We talked about anything to distract us from any weird crackles we heard in the distance and the buzzing insects flying around at night. We even began a game of dare to keep our minds from feeling like we were lost, but that quickly ended when I dared Skye to do a 3-time cartwheel and he almost ate it. At this point we all wanted our limbs to be working together so we didn’t have to haul around any extra weight.
My Canadian friend’s legs were getting desperately tired taking many breaks along the way. We did everything to remain as a team in a moment of high stress and had a discussion about at what point we think she should call for a search and rescue team.
Finally just after 9 pm, and literally on the very last trail we had faith in, we see a light up in the distance. I’m not optimistic at this point because we saw many lights in the distance that led us back into the black night.
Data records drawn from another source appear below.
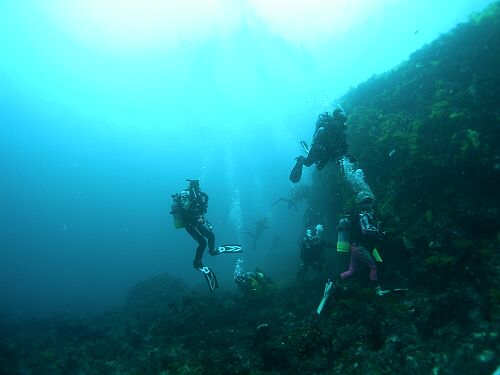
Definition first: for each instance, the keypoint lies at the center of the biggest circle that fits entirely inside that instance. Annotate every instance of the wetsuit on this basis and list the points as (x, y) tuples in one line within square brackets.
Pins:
[(364, 234), (329, 142), (194, 204)]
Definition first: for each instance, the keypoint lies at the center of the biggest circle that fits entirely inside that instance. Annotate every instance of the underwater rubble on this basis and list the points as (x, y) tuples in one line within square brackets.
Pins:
[(358, 332), (426, 134)]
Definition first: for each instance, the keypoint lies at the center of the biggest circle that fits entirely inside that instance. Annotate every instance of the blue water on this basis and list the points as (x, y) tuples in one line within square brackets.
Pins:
[(95, 136)]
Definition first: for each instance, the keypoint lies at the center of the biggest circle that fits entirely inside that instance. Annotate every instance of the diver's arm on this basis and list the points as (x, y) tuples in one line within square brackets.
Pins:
[(367, 226)]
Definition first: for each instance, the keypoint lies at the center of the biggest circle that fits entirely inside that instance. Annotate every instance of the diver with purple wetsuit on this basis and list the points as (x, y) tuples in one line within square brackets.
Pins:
[(364, 234)]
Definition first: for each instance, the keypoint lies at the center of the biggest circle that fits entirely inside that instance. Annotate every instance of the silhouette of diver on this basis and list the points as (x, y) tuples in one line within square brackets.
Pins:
[(260, 227), (297, 195)]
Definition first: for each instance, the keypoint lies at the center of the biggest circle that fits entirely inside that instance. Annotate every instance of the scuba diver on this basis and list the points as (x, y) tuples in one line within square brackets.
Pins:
[(188, 209), (252, 284), (260, 227), (329, 143), (297, 195), (359, 234), (312, 252)]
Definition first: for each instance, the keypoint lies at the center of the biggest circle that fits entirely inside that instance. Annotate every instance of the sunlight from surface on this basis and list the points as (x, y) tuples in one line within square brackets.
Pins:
[(315, 21), (132, 25)]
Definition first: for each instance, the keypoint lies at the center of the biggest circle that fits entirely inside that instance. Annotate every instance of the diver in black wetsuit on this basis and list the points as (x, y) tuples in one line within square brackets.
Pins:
[(189, 208), (329, 143), (312, 252), (193, 207)]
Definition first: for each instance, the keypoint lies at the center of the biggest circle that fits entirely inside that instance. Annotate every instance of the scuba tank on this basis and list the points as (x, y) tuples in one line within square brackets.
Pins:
[(344, 235), (176, 210)]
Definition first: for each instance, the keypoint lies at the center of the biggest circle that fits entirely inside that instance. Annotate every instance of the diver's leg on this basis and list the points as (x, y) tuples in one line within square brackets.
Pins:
[(366, 258), (353, 266), (210, 236), (202, 244)]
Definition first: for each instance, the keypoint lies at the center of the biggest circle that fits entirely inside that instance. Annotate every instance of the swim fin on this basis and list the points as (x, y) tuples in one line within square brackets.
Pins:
[(210, 277), (228, 249), (326, 294), (296, 172)]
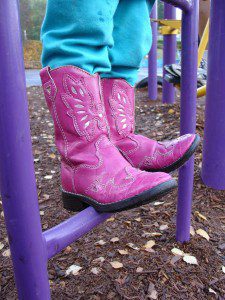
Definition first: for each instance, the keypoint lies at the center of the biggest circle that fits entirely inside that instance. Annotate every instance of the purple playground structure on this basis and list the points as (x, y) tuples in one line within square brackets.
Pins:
[(169, 55), (152, 58), (30, 247)]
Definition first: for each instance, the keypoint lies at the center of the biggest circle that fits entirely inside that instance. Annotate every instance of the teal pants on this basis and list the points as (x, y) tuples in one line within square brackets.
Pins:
[(109, 37)]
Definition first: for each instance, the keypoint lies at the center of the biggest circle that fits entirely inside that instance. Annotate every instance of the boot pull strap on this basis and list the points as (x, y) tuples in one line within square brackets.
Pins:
[(49, 86)]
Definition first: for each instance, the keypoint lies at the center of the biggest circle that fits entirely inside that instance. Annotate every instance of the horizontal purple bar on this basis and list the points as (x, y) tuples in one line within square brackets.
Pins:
[(185, 5), (67, 232)]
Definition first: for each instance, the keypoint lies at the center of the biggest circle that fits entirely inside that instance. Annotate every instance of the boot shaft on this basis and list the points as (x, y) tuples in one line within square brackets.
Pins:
[(119, 100), (74, 100)]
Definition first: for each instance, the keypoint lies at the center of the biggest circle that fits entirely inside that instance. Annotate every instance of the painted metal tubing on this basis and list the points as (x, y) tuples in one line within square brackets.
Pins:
[(169, 55), (185, 5), (17, 180), (152, 57), (187, 117), (213, 164), (62, 235)]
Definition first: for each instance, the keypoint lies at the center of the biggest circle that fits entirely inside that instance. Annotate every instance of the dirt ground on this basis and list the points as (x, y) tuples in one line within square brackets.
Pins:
[(155, 273)]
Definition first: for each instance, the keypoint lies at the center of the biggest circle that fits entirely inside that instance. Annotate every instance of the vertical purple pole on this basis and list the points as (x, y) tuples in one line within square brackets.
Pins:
[(169, 55), (152, 57), (17, 181), (188, 116), (213, 166)]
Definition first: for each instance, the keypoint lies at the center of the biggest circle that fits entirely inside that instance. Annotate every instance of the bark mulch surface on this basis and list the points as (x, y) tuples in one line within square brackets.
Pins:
[(115, 264)]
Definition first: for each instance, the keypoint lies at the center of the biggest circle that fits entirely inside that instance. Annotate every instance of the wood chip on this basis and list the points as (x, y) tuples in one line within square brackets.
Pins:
[(123, 252), (203, 233), (116, 264), (189, 259)]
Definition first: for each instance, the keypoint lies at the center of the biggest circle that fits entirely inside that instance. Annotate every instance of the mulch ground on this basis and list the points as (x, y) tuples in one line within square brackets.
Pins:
[(153, 274)]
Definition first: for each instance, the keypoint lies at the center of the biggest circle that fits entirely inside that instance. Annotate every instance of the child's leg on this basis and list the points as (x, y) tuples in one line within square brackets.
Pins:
[(78, 33), (132, 39), (93, 172)]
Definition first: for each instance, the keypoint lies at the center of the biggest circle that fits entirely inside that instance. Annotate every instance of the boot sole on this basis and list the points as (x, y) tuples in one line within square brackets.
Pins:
[(75, 202), (181, 161)]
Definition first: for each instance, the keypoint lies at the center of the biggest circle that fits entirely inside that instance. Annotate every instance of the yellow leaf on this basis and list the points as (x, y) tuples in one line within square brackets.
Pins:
[(177, 252), (192, 231), (114, 240), (138, 219), (132, 246), (110, 219), (197, 213), (123, 252), (100, 259), (149, 244), (203, 233), (116, 264), (189, 259), (52, 155), (100, 243), (171, 111), (139, 270), (6, 253)]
It wasn’t until we began seeing more signs of civilization like a motorbike followed by (insert celebratory music here) an orange marker!
I’m running as fast as I can to the top of the mountain (in my mind) while my legs moved as slow as molasses. It’s true! We see a light to a home! Skye runs with speedy conviction to let them know we’re here.
At this point, I have a mixed range of emotions. In the back of my mind I’m hoping this isn’t the home of some serial killer because the profile would fit perfect all alone in the middle of the woods. While the other part of me was hoping I’d have this inspiring story to share about how some local villagers generously welcomed us with open arms into their homes with a hot meal and a night exchanging knowledge about our culture.
Instead, we were greeted by a farmer and his albino wife who offered us a place to sit and a ride back 8 kilometers to the village for 800 baht (about $25 USD). We gladly accept and see this as our contribution to feeding them for a month. They warm up the truck and take us to where my 2015 fire engine red Fira parked all lonesome in the desolate parking lot. We gave the couple American and Canadian hugs for not chopping us up and taking us back to our vehicle. What a relief!
Yes, we can now say escaped the idiot hiker story not having any newspaper coverage about us the following morning, but don’t do what we did. Know your trails, go with your instincts, let people know where you’re headed, and don’t hike on trails in third-world countries you’ve never been in without a supervised guide. Then again, where’s the adventure in that?